The seaboard at Kernowine in Falmouth, sadly discontinued
Eating out seems to ever involve an increasing amount of stodge – my photo of a discontinued example of healthy food

At the time I commuted to work full-time for 5 years, I may have been slim but I had all manner of food intolerance, which causes inflammation, water retention, swelling, nausea, a runny nose and respiratory symptoms and, the total unreported one, blocking up neural pathways which add to anxiety.

When I stopped drinking milk and beer, my hearing improved and I regained the whites of my eyes, energy and loss weight as well as no longer being anxious for no reason with a hungover nor experiencing heartburn.

A standard shop
An alternative to supermarkets would help real food producers and consumers be healthier and happier – photo by me

The above is subjective and not advice. We are all unique and require proven health facts about vitamins, minerals, the foods we get them from and supplement doses to fill gaps left in our diet as well as empty calories we do not need and the opportunity for regular outdoor activity everyday.

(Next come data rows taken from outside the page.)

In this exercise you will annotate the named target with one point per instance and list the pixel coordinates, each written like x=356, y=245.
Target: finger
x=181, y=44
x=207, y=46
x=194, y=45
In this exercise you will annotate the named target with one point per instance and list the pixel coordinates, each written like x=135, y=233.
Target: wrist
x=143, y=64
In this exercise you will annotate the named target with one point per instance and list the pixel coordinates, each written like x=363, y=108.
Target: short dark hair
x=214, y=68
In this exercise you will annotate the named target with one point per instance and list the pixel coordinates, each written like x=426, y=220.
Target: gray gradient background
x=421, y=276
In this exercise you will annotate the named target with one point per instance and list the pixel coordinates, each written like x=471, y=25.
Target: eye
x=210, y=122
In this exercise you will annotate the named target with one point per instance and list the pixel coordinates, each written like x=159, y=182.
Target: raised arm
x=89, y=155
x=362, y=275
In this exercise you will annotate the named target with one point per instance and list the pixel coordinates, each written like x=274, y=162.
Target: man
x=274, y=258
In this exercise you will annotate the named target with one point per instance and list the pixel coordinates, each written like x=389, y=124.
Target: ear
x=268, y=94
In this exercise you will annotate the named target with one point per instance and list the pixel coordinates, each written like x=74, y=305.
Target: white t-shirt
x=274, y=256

What we do not need is more medication or agenda-backed misinformation. Here is an article about it called “Food for thought? Potential conflicts of interest in academic experts advising government and charities on dietary policies

Menorcan produce
Local food has a reduced carbon footprint and less additives

Warnings about getting insufficient vitamin D, energy, fat, protein and other micronutrients leads to a variety of conditions, including the slowering of our metabolic system as the body thinks it is going into famine or winter hibernation. This is why calorie restriction and portion reduction approaches without sufficient nutrition lead to yo-yo dieting. CRON or calorie reduced optimum nutrition at least means getting essential micronutrients and cutting out empty carbohydrates.

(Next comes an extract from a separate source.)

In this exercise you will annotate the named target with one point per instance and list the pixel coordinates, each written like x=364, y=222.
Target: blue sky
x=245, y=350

Eating too many sugars, sweets, the wrong type of fructose (such as agave syrup) and starchy carbohydrates increases insulin production, which makes us hungry and eat more even when we would otherwise be full up. This in turn can lead to isnulin resistance, meaning blood sugar drops and this can allow Type 2 Diabetes to take hold. This is why nutritionists suggest a low carb, high fat and protein diet from real foods to reduce the unneeded production of insulin and roller coastering blood sugar, which can be stablised by a varied diet full of esssential nutrients.

At least, independent facts about food and eating would provide us with choice as well as improved health even if the beach body takes longer to emerge.